Over the past few weeks, traders and analysts everywhere have been talking about how great bitcoin and Ethereum are doing. We’ve also published a few articles talking about the January price booms witnessed by BTC investors.
Bitcoin Is in a Good Spot, but What About the Rest?
Ending the 2022 year in the mid-$16K range, it appears bitcoin has made its way back up the financial ladder and is now trading for more than $19,000, something we haven’t seen since mid-November of last year.
It makes sense that bitcoin and Ethereum would take up all the headlines given they’re the largest and most prominent crypto assets, though this isn’t entirely fair given how strong some of the smaller coins in the industry have been doing. Alex Kuptsikevich – a senior market analyst at FX Pro – commented in a recent interview:
Investors are hoping the bear market is over with [at] the start of the new calendar year.
Indeed, it looks like that may be the case. After all, bitcoin has jumped by more than 12 percent in recent weeks and added about $3,000 to its overall price. However, there are smaller coins that seem to be doing just as well – if not better – that aren’t getting nearly as much praise or attention.
For example, Cardano and Solana have each jumped up by more than 20 percent since the early weeks of January. Solana is particularly praiseworthy given its ties to FTX. These ties ultimately caused the currency to slide more than 90 percent since its November 2021 rally. Now, however, the asset appears somewhat poised for a comeback, and it hopes to garner the top ten position it once held.

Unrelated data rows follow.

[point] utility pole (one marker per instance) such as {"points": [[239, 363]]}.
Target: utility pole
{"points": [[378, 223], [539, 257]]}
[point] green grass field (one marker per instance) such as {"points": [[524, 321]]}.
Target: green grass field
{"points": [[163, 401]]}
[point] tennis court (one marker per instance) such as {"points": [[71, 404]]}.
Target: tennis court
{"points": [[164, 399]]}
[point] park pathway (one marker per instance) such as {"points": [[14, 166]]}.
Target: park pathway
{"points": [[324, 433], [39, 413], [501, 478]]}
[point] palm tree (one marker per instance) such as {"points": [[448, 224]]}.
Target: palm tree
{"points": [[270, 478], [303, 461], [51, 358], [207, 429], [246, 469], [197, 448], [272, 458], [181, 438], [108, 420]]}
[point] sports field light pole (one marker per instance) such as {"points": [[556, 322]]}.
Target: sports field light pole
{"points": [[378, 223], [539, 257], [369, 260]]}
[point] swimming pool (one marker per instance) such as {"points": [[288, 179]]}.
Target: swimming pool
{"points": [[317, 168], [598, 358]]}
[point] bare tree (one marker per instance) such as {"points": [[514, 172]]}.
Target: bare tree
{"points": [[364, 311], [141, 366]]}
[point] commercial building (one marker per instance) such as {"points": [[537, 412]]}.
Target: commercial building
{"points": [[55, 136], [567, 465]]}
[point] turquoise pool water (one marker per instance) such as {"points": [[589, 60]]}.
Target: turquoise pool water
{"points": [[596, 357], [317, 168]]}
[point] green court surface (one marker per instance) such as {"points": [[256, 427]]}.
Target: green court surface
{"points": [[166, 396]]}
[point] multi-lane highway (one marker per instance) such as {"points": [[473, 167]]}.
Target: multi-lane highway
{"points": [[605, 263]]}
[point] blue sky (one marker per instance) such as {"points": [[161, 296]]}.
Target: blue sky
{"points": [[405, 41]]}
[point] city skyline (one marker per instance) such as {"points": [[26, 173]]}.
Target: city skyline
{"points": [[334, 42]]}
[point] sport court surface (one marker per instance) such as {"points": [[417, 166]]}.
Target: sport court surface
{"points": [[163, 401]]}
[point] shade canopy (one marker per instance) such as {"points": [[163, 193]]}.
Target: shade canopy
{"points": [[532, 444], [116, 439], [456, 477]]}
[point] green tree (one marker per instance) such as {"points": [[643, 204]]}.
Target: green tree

Another currency known as Aptos – which is often labeled an Ethereum competitor – has also shot up by more than 30 percent at the time of writing. While it may seem like the crypto space is on a healing path, several analysts are warning traders to stay alert. They believe we’re not quite out of the woods yet, and they advise doing anything crazy until the market shows true evidence of recovery.
Don’t Go Nuts Just Yet
Michael Safai at Dexterity Capital explained in a statement:
Bitcoin and other major cryptocurrencies have been trading in a tight range for the better part of a month. Cooling inflation and a slower news cycle are enabling cryptocurrencies to break some of that correlation to equities and the global macro that drove prices in 2022. Any recovery will continue to be a long, slow march and the sensitivity to headline risk remains. It’s likely, however, that we still have a couple of big shakeouts left in crypto, with some bankruptcy messes that [need] to be sorted and other firms still fighting to stay solvent. This will have a bigger impact on prices over the next couple of months.